Division of Computational Biology, College of Life Sciences, University of Dundee, Dundee DD1 5EH, United Kingdom Division of Gene Regulation and Expression, College of Life Sciences, University of Dundee, Dundee DD1 5EH, United Kingdom.
RNA. 2016 Jun;22(6):839-51. doi: 10.1261/rna.053959.115. Epub 2016 Mar 28.
RNA-seq is now the technology of choice for genome-wide differential gene expression experiments, but it is not clear how many biological replicates are needed to ensure valid biological interpretation of the results or which statistical tools are best for analyzing the data. An RNA-seq experiment with 48 biological replicates in each of two conditions was performed to answer these questions and provide guidelines for experimental design. With three biological replicates, nine of the 11 tools evaluated found only 20%-40% of the significantly differentially expressed (SDE) genes identified with the full set of 42 clean replicates. This rises to >85% for the subset of SDE genes changing in expression by more than fourfold. To achieve >85% for all SDE genes regardless of fold change requires more than 20 biological replicates. The same nine tools successfully control their false discovery rate at ≲5% for all numbers of replicates, while the remaining two tools fail to control their FDR adequately, particularly for low numbers of replicates. For future RNA-seq experiments, these results suggest that at least six biological replicates should be used, rising to at least 12 when it is important to identify SDE genes for all fold changes.
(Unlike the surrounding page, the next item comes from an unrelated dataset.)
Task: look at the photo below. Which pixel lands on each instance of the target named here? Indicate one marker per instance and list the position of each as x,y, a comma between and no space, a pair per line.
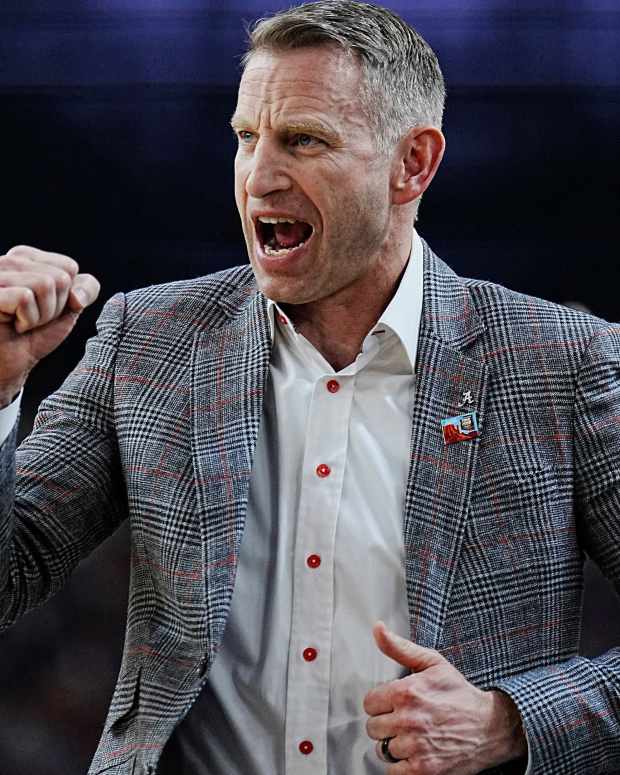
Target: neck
338,324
If fewer than 12 replicates are used, a superior combination of true positive and false positive performances makes edgeR and DESeq2 the leading tools. For higher replicate numbers, minimizing false positives is more important and DESeq marginally outperforms the other tools.
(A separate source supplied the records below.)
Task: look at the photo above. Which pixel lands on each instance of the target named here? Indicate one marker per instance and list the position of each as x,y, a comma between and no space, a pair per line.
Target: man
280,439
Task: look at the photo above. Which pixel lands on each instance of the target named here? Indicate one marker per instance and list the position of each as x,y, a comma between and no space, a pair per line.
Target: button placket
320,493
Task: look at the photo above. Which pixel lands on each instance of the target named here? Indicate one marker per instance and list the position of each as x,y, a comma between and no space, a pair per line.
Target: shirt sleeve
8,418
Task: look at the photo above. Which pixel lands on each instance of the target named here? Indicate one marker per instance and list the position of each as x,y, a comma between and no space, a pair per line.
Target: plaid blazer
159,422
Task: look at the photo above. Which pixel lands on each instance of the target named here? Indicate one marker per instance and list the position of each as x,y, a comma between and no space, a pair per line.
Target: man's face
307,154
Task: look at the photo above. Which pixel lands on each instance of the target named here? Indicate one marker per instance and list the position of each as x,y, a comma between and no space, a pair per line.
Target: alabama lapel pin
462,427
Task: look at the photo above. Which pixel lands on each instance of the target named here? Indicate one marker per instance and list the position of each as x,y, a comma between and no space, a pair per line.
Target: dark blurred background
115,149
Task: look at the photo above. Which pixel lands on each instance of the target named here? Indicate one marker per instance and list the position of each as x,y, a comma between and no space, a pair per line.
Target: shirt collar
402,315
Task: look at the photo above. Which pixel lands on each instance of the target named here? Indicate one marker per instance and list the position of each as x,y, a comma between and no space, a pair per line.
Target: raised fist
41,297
RNA测序如今是全基因组差异基因表达实验的首选技术,但尚不清楚需要多少生物学重复才能确保对结果进行有效的生物学解读,也不清楚哪种统计工具最适合分析数据。为回答这些问题并为实验设计提供指导方针,进行了一项RNA测序实验,在两种条件下每种条件均设置48个生物学重复。对于11种评估工具中的9种而言,若只有3个生物学重复,那么它们所发现的显著差异表达(SDE)基因仅占利用全部42个有效重复鉴定出的SDE基因的20%-40%。对于表达变化超过四倍的SDE基因子集,这一比例升至>85%。要使所有SDE基因无论其倍数变化如何都能达到>85%的比例,则需要超过20个生物学重复。对于所有重复数量,同样的9种工具都能成功将其错误发现率控制在≲5%,而其余两种工具无法充分控制其错误发现率,尤其是在重复数量较少时。对于未来的RNA测序实验,这些结果表明应至少使用6个生物学重复,若要识别所有倍数变化的SDE基因,这一数量应至少增至12个。如果使用的重复数量少于12个,由于真阳性和假阳性表现的出色组合,edgeR和DESeq2成为领先工具。对于更多的重复数量,将假阳性降至最低更为重要,DESeq略优于其他工具。